Ci fù poi un lungo silenzio,che servì a me per rimasticare ancora una volta queste parole,per farle mie,metabolizzarle e renderle parte di me,parole di ghiaccio che freddarono il mio corpo e di fuoco che incendiarono la mente e il cuore,come un flusso di coscienza mi attraversò il cervello e vidi giovani,donne,anziani,bambini,tutti insieme tutti terrorizzati,confusi,impotenti… incapaci di resiste e di lottare.
Poi mi parò della fine della guerra,come se capisse che per me fosse troppo giù solo l’inizio, mi raccontò di Piazzale Loreto,di come a qualcuno venne l’idea di appendere i due cadaveri sullo scheletro di metallo di un vecchio distributore di benzina,di come anche nella situazione più triste a qualcuno venne in mente di pinzare la gonna del cadavere della Petacci per senso di pudore… pudore appunto come quello che per 20 anni non si era più visto ora ritorna proprio nel giorno più particolare,macabro e tremendo ma insieme liberatorio della storia d’Italia e di Milano… Il volto del Duce,mi disse,era irriconoscibile tanti furono i bugni i calci e gli sputi che Milano gli diede,poi arrivò il cardinale (cardinal Schuster),l’unico tedesco amato in tutta milano, il porporato gli diede l’estrema benedizione,perchè pare,proseguì il vecchio,che una benedizione non si nega a nessuno.

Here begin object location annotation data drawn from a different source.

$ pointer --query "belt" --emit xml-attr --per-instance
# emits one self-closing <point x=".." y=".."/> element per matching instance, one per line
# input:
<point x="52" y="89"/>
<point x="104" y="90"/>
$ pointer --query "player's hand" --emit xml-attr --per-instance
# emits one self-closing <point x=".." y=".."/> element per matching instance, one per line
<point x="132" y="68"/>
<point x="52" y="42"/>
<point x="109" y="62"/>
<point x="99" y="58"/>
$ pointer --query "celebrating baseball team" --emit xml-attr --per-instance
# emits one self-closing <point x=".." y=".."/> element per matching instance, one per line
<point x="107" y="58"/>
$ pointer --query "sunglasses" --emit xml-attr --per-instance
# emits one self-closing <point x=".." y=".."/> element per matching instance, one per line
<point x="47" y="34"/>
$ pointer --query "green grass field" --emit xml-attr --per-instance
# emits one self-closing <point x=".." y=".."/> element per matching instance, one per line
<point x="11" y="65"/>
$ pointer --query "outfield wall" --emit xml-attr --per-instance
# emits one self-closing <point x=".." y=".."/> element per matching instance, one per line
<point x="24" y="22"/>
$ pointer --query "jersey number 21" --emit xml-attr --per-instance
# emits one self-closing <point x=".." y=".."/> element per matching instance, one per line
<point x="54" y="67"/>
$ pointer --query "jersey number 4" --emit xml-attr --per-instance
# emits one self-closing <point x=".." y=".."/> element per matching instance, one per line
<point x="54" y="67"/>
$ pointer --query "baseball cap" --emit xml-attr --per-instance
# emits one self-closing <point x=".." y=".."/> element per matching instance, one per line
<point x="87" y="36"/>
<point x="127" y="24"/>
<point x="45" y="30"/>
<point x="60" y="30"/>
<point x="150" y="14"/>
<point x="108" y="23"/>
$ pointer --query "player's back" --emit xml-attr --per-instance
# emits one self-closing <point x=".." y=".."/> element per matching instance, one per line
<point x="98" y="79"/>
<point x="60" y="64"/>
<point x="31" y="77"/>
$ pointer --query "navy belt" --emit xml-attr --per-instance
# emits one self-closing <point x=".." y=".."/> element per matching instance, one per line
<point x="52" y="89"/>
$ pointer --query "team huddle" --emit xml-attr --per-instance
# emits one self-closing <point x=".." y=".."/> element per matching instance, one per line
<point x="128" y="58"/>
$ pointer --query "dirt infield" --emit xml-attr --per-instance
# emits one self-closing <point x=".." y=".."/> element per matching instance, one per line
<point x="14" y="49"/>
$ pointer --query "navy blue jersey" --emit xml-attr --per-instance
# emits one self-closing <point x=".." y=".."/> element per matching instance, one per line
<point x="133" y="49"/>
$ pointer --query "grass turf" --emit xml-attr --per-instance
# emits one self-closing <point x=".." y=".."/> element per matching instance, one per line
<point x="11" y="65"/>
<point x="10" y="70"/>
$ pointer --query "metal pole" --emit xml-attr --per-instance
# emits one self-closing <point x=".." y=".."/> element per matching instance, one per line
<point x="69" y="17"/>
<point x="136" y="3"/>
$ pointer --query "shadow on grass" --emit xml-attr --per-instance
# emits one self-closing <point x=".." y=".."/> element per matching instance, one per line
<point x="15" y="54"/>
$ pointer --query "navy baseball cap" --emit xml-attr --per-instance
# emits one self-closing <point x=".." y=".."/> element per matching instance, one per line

Arrivò la metro,ci stringemmo la mano calorosamente,lo ringraziai di cuore per questa bellissima e toccante chiacchierata,le porte della metro si chiusero alle mie spalle,il vecchio ancora seduto sulla panchina mi guardò scorrere nell’oscurità del tunnel e mi confusi ancora una volta nella folla senza identità di Milano.